Data

class glue.core.data.Data(label='', coords=None, **kwargs)[source]

Bases: glue.core.data.BaseCartesianData

The basic data container in Glue.

The data object stores data as a collection of Component objects. Each component stored in a dataset must have the same shape.

Catalog data sets are stored such that each column is a distinct 1-dimensional Component.

There are several ways to extract the actual numerical data stored in a Data object:

data = Data(x=[1, 2, 3], label='data')
xid = data.id['x']

data[xid]
data.get_component(xid).data
data['x']  # if 'x' is a unique component name

Likewise, datasets support fancy indexing:

data[xid, 0:2]
data[xid, [True, False, True]]

See also: Working with Data objects

Parameters
labelstr

The name of the dataset

coordsCoordinates

The coordinates object to use to define world coordinates

Attributes Summary

components

All ComponentIDs in the Data

coordinate_components

The ComponentIDs associated with a CoordinateComponent

coordinate_links

A list of the ComponentLinks that connect pixel and world.

coords

The coordinates object for the data.

derived_components

The ComponentIDs for each DerivedComponent

derived_links

A list of the links present inside all of the DerivedComponent objects in this dataset.

externally_derivable_components

label

The name of the dataset

links

A list of all the links internal to the dataset.

main_components

ndim

The number of dimensions of the data, as an integer.

pixel_aligned_data

Information about other datasets in the same data collection that have matching or a subset of pixel component IDs.

pixel_component_ids

The ComponentIDs for each pixel coordinate.

primary_components

The ComponentIDs not associated with a DerivedComponent

shape

The n-dimensional shape of the dataset, as a tuple.

size

The size of the data (the product of the shape dimensions), as an integer.

visible_components

All ComponentIDs in the Data that aren’t coordinates.

world_component_ids

The ComponentIDs for each world coordinate.

Methods Summary

add_component(self, component, label)

Add a new component to this data set.

add_component_link(self, link[, label])

Shortcut method for generating a new DerivedComponent from a ComponentLink object, and adding it to a data set.

component_ids(self)

Equivalent to Data.components

compute_histogram(self, cids[, weights, …])
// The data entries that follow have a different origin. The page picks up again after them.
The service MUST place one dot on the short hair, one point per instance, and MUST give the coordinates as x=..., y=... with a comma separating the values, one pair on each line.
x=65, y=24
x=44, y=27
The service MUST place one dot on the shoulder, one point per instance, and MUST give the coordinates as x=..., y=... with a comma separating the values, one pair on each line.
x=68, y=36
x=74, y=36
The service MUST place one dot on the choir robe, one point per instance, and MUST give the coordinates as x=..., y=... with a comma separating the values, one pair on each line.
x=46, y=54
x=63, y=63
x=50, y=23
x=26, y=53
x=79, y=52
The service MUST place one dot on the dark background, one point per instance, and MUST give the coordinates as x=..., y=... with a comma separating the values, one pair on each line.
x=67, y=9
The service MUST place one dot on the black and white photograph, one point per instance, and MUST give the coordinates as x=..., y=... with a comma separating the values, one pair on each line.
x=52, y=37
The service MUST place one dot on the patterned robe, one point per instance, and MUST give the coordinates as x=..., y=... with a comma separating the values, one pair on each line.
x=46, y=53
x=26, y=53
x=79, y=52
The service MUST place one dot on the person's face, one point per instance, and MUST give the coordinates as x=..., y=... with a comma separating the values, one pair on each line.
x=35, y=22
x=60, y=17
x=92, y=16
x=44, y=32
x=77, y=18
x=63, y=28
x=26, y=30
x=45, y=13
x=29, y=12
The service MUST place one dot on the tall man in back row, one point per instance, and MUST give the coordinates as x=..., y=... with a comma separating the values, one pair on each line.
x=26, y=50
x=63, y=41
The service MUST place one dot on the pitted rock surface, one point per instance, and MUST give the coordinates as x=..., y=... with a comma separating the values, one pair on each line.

Compute an n-dimensional histogram with regularly spaced bins.

compute_statistic(self, statistic, cid[, …])

Compute a statistic for the data.

dtype(self, cid)

Lookup the dtype for the data associated with a ComponentID

find_component_id(self, label)

Retrieve component_ids associated by label name.

get_component(self, component_id)

Fetch the component corresponding to component_id.

get_data(self, cid[, view])

Get the data values for a given component

get_kind(self, cid)

Get the kind of data for a given component.

get_mask(self, subset_state[, view])

Get a boolean mask for a given subset state.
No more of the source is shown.